2. Regard the universal law of impermanence as a friend.

When the going gets rough, seeing the ever-changing nature of life helps me maintain that "mental calmness and evenness of temper." I engage in what I call "weather practice," recognizing that physical symptoms, as well as stressful thoughts and emotions, are as changeable as the weather. They blow in and blow out like the wind.

I also like to think of physical symptoms and stressful thoughts or emotions as waves on the ocean of life. They rise and they fall. Instead of going rigid in the face of them, I try to calmly and steadily ride the ups and downs (a skill I learned from years as a surfer!).

Seeing clearly the ever-changing nature of life is a tremendous relief because it helps me not to identify with particular symptoms, thoughts, or emotions as all that I am.
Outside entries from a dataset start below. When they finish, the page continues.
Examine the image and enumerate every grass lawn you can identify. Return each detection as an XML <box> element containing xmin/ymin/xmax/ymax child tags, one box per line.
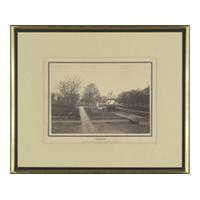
<box><xmin>52</xmin><ymin>121</ymin><xmax>82</xmax><ymax>133</ymax></box>
<box><xmin>85</xmin><ymin>107</ymin><xmax>122</xmax><ymax>120</ymax></box>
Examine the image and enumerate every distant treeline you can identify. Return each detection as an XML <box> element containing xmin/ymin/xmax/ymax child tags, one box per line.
<box><xmin>117</xmin><ymin>86</ymin><xmax>150</xmax><ymax>110</ymax></box>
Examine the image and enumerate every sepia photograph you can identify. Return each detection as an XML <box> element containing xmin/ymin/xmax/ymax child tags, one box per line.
<box><xmin>48</xmin><ymin>62</ymin><xmax>152</xmax><ymax>136</ymax></box>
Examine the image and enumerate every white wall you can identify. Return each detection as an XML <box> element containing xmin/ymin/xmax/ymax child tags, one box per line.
<box><xmin>0</xmin><ymin>0</ymin><xmax>200</xmax><ymax>200</ymax></box>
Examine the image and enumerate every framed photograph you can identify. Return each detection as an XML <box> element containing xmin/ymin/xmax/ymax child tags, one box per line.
<box><xmin>11</xmin><ymin>25</ymin><xmax>189</xmax><ymax>173</ymax></box>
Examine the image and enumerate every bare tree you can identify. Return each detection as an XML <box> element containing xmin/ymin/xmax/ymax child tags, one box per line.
<box><xmin>58</xmin><ymin>78</ymin><xmax>81</xmax><ymax>110</ymax></box>
<box><xmin>83</xmin><ymin>83</ymin><xmax>101</xmax><ymax>105</ymax></box>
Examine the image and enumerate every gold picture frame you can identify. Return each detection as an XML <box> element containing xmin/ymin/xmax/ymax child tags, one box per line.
<box><xmin>10</xmin><ymin>25</ymin><xmax>190</xmax><ymax>174</ymax></box>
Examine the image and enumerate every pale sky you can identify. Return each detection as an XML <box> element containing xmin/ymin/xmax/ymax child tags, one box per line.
<box><xmin>50</xmin><ymin>63</ymin><xmax>151</xmax><ymax>96</ymax></box>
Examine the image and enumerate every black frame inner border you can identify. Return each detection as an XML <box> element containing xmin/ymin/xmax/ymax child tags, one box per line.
<box><xmin>10</xmin><ymin>26</ymin><xmax>186</xmax><ymax>174</ymax></box>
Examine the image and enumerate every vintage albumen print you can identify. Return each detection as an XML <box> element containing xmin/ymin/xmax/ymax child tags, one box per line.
<box><xmin>45</xmin><ymin>60</ymin><xmax>153</xmax><ymax>142</ymax></box>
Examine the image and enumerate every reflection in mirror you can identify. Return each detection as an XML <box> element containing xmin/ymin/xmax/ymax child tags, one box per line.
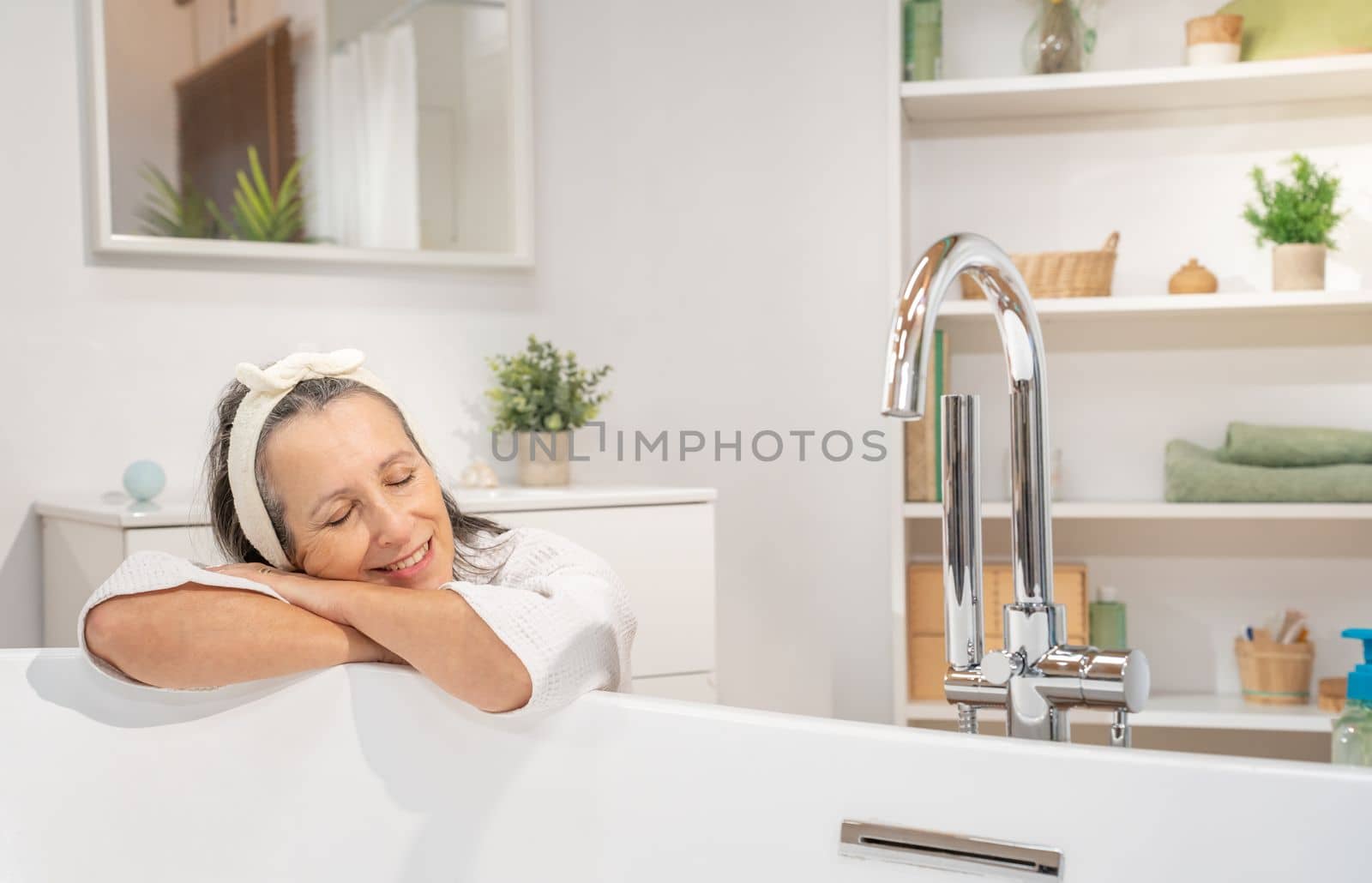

When I see that I am not just pain, I am not just frustration, I am not just sadness, it helps me calmly wait for things to change.

3. Be content to take baby steps in the direction of equanimity.

There's a quotation from the Thai forest monk Ajahn Chah that I'd committed to memory before I got sick. It's from his book A Still Forest Pool:

If you let go a little, you will have a little peace. If you let go a lot, you will have a lot of peace. If you let go completely, you will know complete peace and freedom. Your struggles with the world will have come to an end.

I use this "letting go" practice to help me cultivate the mental calmness and evenness of temper that are at the heart of equanimity. If I can't "let go" a lot, I let go a little. I can almost always nudge my mind a bit toward letting go of that longing for my life to be other than it is. And if I can't let go even a little, with compassion for myself, I "let it be" until that universal law of impermanence kicks in ... and things change so that I can let go a little. Each baby step makes it easier to take the next one.

Returning to Ajahn Chah's words: "Complete peace and freedom," to me, means not being dissatisfied in any way with the circumstances of my life—opening my heart to its joys and to my own suffering. Then I'd be happy and content regardless of my circumstances. (If I could do this 24/7, I'm quite certain that my "struggles with the world will have come to an end." On this score, I'm definitely a work in progress!)